After dinner Dad invited me up to his in-laws’ place; he needed to pick up a couple of things and thought I’d enjoy meeting them. We visited for about half an hour and just when I was starting to think that I should really head home soon, Dad received a text. It was his wife wondering why we’d been gone so long. (To make sure I’m not giving the wrong impression: I really like Dad’s wife, but she’s not my step-mom. She is more like Dad’s life partner that is also becoming my friend. Since I don’t use names, I’ll just call her Dad’s Wife.)
When we got back to Dad’s place, the house was dark and the door was locked. Both of which are unusual. Someone unlocked the door from inside, and I stepped in as the lights came on and everyone shouted “Surprise!” and started blowing on noise makers.
The room was decorated in my school’s colors (red and gold/black) with streamers and balloons that said Congratulations, Amanda, and 2010. My younger niece came over and covered my eyes. My sister slid something over my arms while Dad’s Wife messed with my hair. When my niece uncovered my eyes, I saw a black tassel hanging to one side off of what I was sure was a graduation cap (even though I couldn’t see myself) and looked down to find myself wearing a bright red gown.
I looked around the room and saw that all of my immediate family was there; my Dad, my sister and nieces, all of my brothers, even Mom.
I was shocked. I’d been under the impression for a long time that Dad didn’t really care that I was in school and maybe even disapproved. On top of that, Mom and Dad have an extreme dislike for each other. The last time I recall seeing them in the same room was at my wedding reception eight years ago.
I had no idea what to say or do. I am not used to being the center of attention. When I’d had a moment to take it all in, my sister disappeared for a moment and some music started (Pomp and Circumstance, the traditional music that is played at graduation ceremonies).
Dad took my arm and walked with me into the living room, and then someone told me to turn my tassel to the other side. One of my brothers or nieces asked me for a speech. I had no idea what to say, and was already on the verge of tears.
I said something like “A long time ago, in a galaxy far, far away, I was born” (a joke for my brothers).
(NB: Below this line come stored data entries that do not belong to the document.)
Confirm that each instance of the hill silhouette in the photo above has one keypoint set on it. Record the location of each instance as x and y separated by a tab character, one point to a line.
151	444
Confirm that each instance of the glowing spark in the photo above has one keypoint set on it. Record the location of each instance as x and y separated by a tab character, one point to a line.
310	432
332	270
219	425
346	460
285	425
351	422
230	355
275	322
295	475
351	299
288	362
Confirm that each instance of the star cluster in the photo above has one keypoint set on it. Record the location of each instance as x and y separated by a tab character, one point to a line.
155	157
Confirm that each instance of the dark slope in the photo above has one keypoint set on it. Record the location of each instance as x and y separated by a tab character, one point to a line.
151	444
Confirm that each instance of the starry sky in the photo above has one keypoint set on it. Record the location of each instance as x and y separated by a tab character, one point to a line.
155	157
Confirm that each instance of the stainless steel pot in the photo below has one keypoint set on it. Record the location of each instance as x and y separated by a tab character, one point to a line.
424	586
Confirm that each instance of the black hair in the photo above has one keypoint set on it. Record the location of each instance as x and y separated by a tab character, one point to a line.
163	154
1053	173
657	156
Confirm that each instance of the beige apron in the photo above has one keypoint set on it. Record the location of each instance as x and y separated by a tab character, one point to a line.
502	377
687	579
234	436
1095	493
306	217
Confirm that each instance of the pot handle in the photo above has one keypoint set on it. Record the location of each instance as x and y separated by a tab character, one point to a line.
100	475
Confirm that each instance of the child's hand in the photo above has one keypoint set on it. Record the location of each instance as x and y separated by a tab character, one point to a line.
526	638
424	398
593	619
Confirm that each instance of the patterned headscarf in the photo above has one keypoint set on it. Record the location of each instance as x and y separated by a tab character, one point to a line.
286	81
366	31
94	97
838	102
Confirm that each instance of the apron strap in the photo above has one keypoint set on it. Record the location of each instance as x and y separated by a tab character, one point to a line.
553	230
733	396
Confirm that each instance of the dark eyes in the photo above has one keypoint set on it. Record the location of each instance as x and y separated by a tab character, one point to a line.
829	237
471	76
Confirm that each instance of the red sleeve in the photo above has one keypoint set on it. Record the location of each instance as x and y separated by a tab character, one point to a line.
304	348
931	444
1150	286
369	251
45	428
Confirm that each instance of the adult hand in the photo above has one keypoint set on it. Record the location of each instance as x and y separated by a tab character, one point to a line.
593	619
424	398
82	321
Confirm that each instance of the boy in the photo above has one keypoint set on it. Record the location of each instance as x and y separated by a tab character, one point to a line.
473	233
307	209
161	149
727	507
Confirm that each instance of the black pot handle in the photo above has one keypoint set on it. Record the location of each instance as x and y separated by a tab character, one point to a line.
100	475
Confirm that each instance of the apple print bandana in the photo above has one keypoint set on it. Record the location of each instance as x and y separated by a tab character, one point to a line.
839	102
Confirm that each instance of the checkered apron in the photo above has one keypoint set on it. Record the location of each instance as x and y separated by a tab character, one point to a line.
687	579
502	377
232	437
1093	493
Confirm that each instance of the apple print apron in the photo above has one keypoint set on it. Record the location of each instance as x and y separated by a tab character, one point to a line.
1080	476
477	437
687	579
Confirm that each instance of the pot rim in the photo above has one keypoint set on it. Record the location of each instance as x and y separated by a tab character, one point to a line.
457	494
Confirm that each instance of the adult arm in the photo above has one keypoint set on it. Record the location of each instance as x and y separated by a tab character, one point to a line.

I went on to say “and my mommy and daddy raised me right. And I went off to school, but had no idea what I wanted to be so I dropped out. Then I found what I wanted to be and so I went back, and I worked hard, and I finished. And thank you all for being so patient with me.”
I’m pretty sure I really did sound that dumb.
The party was great. Mom made an amazing cake and gave me a beautiful frame to put my diploma in. Dad gave me a beautiful pearl bracelet and necklace. (I was in shock again. My dad doesn’t do big gifts like that.)
Everyone visited and had a great time. Mom and Dad even had some polite and very comfortable conversation.
I regret not having the presence of mind, while I had my whole family in one place, to ask for a family picture. Perhaps in the spring when my niece graduates from high school I’ll get another opportunity.
The reality of being done is just starting to hit me.
Even at the party, it seemed unreal. Then this past week I received an invitation from Capella to attend commencement, and the reality of being done and not being able to actually attend commencement sunk in.
I am grateful to my family in so many ways for the party that they threw me and their support over the past five years. I don’t know how I can ever express it, but I’ll definitely try.
Now to enjoy some of my new found free time.